Его появление, как Патрик и рассчитывал, Ханна встретила аплодисментами. Как планировалось, когда замышлялась операция с Хорхе и ее возвращением домой. Под ножом мясо было тонким и розовым внутри, с темной корочкой снаружи. Картофель тоже был на высоте: крупинки соли, под ними излучающая свет золотистая корочка, в середине мякоть.

Ханна попробовала мясо, и, когда вздохнула и от восторга застонала, Патрик сказал:

– Я приготовил стейк, потому что…

– Хотел напомнить мне о том первом вечере, когда мы поцеловались, – перебила жена и, потянувшись под стол, коснулась его колена. – Но вернемся к нашей свадьбе. Поправь меня, если я ошибаюсь. Помнится, ты тогда стоял, как солдат по стойке «смирно». – Она развернула плечи и выпучила здоровый глаз. – Это было романтично. Именно так, как я представляла.

– Я был сосредоточен. – Патрик обвел вилкой в воздухе круг. – Серьезно относился к тем обещаниям, которые давал. И сегодня их чту.

– Ага! – Ханна мазнула его по щеке завязанным на запястье платком. – Теперь я понимаю, зачем он тебе понадобился.

Он посмотрел на нее с сомнением и произнес:

– Я полагал, что каждая клеточка моего тела изойдет слезами.

Ханна кивнула и улыбнулась:

– Ну а теперь, Пэтч, расскажи, как прошел твой день.

– Опять звонил отец. Все то же самое: хочет устроить мне встречу с человеком из «Голдман», который ему обязан.

– Надо встретиться.

– Ты же знаешь, Ханна, я ничего не хочу принимать от отца.

– Знаю, знаю. И уважаю твои чувства. Но мечтаю, чтобы ты был счастлив.

– Я счастлив. Разве не так? У меня есть ты.

– Это трогательно. Однако ты все равно подумай.

– Ладно. Но я могу справиться и сам найти работу.

– Конечно, можешь. – Ханна накрыла ладонью его руку. А когда посмотрела Патрику в лицо, он моргнул, словно чувствуя в себе пустоту, которую лишь она одна могла заполнить. – Знаешь что? – Вместе с изменением темы изменился и ее тон. – Я хочу еще вина.
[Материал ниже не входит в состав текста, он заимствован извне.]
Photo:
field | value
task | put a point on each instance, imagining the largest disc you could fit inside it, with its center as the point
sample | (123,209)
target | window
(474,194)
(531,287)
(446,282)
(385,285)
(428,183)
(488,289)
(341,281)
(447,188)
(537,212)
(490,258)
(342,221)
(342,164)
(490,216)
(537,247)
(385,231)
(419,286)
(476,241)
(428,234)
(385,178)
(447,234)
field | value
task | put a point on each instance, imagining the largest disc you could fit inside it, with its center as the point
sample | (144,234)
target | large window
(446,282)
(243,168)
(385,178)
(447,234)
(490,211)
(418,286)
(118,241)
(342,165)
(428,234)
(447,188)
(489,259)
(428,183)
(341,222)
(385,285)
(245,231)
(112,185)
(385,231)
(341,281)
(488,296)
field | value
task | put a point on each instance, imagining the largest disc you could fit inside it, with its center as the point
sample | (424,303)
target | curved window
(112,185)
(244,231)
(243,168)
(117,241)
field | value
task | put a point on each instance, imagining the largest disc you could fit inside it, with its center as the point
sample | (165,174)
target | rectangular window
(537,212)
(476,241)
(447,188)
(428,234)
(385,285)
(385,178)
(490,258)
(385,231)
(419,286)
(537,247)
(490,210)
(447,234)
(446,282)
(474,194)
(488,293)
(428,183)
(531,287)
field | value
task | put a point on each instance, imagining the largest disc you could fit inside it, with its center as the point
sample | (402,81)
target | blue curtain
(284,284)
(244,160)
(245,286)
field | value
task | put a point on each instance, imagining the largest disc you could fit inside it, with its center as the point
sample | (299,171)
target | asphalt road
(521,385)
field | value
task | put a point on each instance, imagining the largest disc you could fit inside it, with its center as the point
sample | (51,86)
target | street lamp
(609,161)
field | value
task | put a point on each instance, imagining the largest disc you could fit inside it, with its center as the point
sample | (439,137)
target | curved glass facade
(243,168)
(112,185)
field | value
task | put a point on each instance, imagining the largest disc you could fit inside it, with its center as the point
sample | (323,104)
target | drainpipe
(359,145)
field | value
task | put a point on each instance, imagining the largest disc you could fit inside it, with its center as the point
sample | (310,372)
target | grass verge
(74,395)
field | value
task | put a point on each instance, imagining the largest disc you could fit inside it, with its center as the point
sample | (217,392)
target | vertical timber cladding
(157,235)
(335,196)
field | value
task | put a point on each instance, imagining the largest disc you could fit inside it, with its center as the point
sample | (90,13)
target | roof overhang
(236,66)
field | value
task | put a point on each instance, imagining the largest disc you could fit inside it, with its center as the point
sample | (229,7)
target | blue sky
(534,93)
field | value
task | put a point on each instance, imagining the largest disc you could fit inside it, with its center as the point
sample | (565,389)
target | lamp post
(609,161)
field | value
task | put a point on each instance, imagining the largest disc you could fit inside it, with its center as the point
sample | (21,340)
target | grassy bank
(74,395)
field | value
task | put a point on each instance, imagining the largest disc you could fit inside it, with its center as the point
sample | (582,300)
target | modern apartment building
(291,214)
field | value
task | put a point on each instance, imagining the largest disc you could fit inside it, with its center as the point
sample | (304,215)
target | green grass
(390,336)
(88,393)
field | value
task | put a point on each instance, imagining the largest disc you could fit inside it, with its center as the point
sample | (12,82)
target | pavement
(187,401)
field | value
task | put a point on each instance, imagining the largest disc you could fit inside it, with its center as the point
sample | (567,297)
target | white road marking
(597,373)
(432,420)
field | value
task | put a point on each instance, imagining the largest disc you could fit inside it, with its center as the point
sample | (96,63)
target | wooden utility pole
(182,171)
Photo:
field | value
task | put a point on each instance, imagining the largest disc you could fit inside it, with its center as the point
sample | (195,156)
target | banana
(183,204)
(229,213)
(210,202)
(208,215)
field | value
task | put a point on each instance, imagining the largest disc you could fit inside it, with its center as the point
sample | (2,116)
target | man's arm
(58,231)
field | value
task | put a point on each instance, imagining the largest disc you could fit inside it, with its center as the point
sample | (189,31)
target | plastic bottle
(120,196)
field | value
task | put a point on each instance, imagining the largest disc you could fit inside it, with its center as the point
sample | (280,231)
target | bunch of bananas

Патрик взял бутылку, собираясь налить, но она накрыла рукой бокал.

– Из другой бутылки.

– А с этой что-нибудь не так?

– Просто хочу другую.

Он посмотрел сквозь бутылку на пламя свечи. Наполовину полная.

– Пэтч, пожалуйста, сходи за другой. Из правого угла на винной полке над шкафом. – Видя его недоумение, Ханна добавила: – Сделай, как я говорю.

Чтобы достать до винной полки над шкафом, Патрик встал на лесенку-табурет, но, не дотянувшись, забрался на гранитную столешницу. Вытянув бутылку из правого угла, он увидел, что вино в ней белое.

– Ты сказала из правого угла? – крикнул он. – Там шабли.

– Может, я ошиблась. Неси, какую хочешь. Любая сойдет.

Патрик выбрал «Мальбек» и вытер со стекла пыль.

– Открыть?

– Нет, просто притащи.

Качая головой, он вернулся в комнату и увидел, что на столе все сдвинуто к краю: тарелки, бутылка, подсвечники, приборы, винные бокалы. А на другом конце покоилась голова Ханны. Она лежала на спине и смотрела на Патрика через плечо – вытянувшаяся, нагая, ее тело сияло, отражая крохотное пламя свечей. Грудь, живот, бок.

– Извини, Пэтч, что я опоздала, – промолвила она.

Ее темные волосы обрамляли верхушки грудей, а между ними, как на перемычке солнечных часов, покоился первый кусочек мяса.

– Я подумала, тебе понравится начать сверху и спускаться вниз.

Кусочки мяса, как маленькие камешки перехода через ручей, тянулись цепочкой к пупку, разделяли пополам таз, ярко алели на яично-белой коже, поднимались и опадали на животе. Взгляд Патрика скользнул вниз, туда, где кроваво-красная дорожка исчезала между ног.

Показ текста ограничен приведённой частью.